2. Mit Beschluß vom G214-216/88, V183-188/88 stellte er (mangels Präjudizialität) diese Normenprüfungsverfahren ein.

II. Der VfGH hat erwogen:

1. Zur Zulässigkeit der Verordnungsprüfungsverfahren ist auf die Begründung des soeben zitierten Beschlusses zu verweisen.

2. Die geäußerten Bedenken haben sich als zutreffend erwiesen; sie wurden durch die Äußerung des Landeshauptmannes nicht zerstreut:

a) Gegen die vorläufige Annahme des Einleitungsbeschlusses, daß § 10 Abs 2 zweiter Satz GelVerkG idF der Nov. 1987 (auf den die TaxiV Schwechat gegründet wird) im Sinne einer weitestmöglichen Erwerbsausübungsfreiheit auszulegen ist und daß diese nur aus schwerwiegenden - durch detaillierte Feststellungen belegten - öffentlichen Interessen (vor allem jenen der Straßenpolizei) eingeschränkt werden darf, wurde in den Verordnungsprüfungsverfahren nichts vorgebracht. Die vorläufige Annahme hat sich als zutreffend herausgestellt.

Aus dem vom Landeshauptmann vorgelegten Verordnungsakt, Zl. V/1-A-266/1-Sch, geht hervor, daß die TaxiV Schwechat auf einem Schreiben ("Antrag") der Fachgruppe für das Beförderungsgewerbe mit Personenkraftwagen für Niederösterreich vom beruht. Die in den Verordnungsprüfungsverfahren erstattete Äußerung des Landeshauptmannes (s.o. I.A.2.c) gibt den Inhalt dieses Schreibens wieder.

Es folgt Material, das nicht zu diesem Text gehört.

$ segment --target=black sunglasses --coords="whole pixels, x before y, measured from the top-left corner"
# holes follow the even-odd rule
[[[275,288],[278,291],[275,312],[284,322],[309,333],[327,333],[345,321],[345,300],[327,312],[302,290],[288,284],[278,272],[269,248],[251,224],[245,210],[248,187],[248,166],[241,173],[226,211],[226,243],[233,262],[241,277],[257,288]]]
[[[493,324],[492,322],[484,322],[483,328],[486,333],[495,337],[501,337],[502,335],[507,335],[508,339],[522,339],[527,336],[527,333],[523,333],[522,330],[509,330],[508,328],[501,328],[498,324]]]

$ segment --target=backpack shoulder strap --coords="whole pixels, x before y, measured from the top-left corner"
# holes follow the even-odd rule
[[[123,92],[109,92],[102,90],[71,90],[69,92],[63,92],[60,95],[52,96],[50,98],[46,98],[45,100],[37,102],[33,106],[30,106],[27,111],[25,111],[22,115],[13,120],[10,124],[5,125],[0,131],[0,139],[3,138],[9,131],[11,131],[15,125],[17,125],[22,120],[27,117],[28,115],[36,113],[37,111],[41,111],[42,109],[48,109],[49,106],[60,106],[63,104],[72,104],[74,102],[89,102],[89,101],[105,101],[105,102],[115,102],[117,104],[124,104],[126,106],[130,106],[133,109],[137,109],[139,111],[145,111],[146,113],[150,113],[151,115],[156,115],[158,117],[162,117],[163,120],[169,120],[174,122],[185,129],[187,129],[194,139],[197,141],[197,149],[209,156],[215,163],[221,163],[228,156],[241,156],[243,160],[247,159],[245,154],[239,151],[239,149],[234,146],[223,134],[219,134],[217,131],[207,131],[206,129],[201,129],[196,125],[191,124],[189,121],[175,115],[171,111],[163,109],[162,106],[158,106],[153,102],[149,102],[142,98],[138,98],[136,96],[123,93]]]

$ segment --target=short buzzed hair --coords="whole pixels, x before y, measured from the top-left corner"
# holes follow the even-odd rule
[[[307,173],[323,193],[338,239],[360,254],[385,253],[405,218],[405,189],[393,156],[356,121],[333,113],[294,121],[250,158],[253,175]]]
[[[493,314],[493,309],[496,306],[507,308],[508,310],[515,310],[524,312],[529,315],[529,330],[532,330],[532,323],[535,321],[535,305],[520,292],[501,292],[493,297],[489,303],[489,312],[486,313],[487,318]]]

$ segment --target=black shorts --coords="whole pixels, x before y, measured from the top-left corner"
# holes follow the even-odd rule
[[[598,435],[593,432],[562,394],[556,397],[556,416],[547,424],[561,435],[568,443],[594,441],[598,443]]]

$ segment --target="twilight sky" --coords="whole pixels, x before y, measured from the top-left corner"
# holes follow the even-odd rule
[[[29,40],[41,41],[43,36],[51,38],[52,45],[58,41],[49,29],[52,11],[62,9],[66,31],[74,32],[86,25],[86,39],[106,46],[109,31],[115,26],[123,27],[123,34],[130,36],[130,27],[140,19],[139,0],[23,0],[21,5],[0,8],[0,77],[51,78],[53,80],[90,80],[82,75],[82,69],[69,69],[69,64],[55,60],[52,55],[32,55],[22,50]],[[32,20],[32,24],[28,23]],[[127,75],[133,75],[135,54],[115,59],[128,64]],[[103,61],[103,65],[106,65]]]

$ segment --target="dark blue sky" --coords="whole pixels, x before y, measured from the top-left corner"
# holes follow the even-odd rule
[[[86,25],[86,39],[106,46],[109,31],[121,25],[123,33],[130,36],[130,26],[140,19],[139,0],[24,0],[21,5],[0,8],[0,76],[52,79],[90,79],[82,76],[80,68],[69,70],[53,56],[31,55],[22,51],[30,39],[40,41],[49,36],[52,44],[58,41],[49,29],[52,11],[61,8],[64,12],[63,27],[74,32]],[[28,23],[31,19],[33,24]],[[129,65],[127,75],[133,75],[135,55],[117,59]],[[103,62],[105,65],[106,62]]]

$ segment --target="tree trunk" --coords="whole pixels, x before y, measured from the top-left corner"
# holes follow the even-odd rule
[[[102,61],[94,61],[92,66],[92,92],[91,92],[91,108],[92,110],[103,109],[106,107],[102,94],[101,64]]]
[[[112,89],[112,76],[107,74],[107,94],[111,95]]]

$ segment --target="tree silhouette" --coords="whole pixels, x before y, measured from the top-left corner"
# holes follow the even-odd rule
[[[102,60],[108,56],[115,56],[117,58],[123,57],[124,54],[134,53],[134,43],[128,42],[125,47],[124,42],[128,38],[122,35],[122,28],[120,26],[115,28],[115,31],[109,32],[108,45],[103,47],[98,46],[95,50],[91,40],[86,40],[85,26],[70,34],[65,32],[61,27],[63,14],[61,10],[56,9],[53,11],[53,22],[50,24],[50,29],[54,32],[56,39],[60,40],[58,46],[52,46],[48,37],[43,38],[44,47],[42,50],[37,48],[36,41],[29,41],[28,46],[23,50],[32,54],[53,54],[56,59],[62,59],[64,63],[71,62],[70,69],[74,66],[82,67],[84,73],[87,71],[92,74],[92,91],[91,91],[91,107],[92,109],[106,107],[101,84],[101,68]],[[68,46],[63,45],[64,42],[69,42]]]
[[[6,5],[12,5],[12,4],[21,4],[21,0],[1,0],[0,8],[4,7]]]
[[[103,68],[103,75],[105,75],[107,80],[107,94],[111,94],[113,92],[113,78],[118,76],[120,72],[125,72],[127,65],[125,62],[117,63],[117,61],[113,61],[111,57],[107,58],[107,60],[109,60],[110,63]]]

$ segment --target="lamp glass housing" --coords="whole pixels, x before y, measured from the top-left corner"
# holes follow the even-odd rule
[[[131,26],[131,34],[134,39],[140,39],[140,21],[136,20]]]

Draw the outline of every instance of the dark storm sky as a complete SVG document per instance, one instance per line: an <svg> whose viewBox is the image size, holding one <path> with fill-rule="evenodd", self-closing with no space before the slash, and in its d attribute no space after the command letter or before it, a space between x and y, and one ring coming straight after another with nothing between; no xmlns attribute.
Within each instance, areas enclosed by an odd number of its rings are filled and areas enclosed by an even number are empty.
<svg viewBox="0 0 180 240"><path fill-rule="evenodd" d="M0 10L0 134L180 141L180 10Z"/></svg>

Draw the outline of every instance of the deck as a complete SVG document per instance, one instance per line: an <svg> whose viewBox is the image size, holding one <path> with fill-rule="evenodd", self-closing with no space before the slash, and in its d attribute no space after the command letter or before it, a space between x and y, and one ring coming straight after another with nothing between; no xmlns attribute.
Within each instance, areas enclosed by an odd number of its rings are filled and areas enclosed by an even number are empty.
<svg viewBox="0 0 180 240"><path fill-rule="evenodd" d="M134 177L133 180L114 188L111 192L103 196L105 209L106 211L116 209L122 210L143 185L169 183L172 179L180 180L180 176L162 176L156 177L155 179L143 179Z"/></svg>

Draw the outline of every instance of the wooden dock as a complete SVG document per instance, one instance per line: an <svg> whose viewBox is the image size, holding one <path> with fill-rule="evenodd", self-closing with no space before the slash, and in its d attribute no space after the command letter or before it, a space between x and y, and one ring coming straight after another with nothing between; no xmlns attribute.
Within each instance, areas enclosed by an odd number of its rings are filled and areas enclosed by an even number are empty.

b) Dem § 10 Abs 2 zweiter Satz GelVerkG idF der Nov. 1987 zufolge ist bei Bestimmung der Verhältniszahl auf folgende Umstände Bedacht zu nehmen:

o das Interesse an einer geordneten Gewerbeausübung

o die Sicherheit, Leichtigkeit und Flüssigkeit des

Verkehrs

o die Anzahl und Lage der in einer Gemeinde vor

handenen Auffahrmöglichkeiten auf Taxistandplätzen

o die Anzahl und Dauer der durchschnittlich

durchgeführten Fahrten.

Schon deshalb, weil - wie dargetan - hiebei im Sinne der weitestmöglichen Wahrung der Erwerbsausübungsfreiheit vorzugehen ist, ist der Verordnungsgeber verhalten, diese Umstände sorgfältig und detailliert festzustellen und dies - um eine Überprüfung der Gesetzmäßigkeit zu ermöglichen - auch aktenkundig zu machen (vgl. , 102/88; V36-43/88, V96/88; V44-72/88, V101/88).

Dieser Verpflichtung kam der Verordnungsgeber hier nicht nach:

Der verordnungsgebende Landeshauptmann ging von einer völlig verfehlten Zahl der vorhandenen Auffahrmöglichkeiten auf Taxistandplätzen aus. Bei den gemäß § 10 Abs 2 zweiter Satz GelVerkG vom Landeshauptmann zu berücksichtigenden Standplätzen (§96 Abs 4 StVO) handelt es sich um für Taxis bestimmte Stellplätze, die in Verordnungen iS der zitierten Bestimmung der StVO festgelegt sind. Der Landeshauptmann ging nun - verleitet durch die Angaben im "Antrag" der Fachgruppe - u.a. davon aus, am Flughafen Wien-Schwechat bestünden bei der Ankunftshalle zwei derartige Standplätze mit insgesamt 11 Auffahrmöglichkeiten. In den zu V183-188/88 geführten und mit Beschluß vom beendeten Verordnungsprüfungsverfahren (s.o. I.C.) stellte sich aber heraus, daß bei der Ankunftshalle keine durch V nach § 96 Abs 4 StVO eingerichteten Standplätze bestanden.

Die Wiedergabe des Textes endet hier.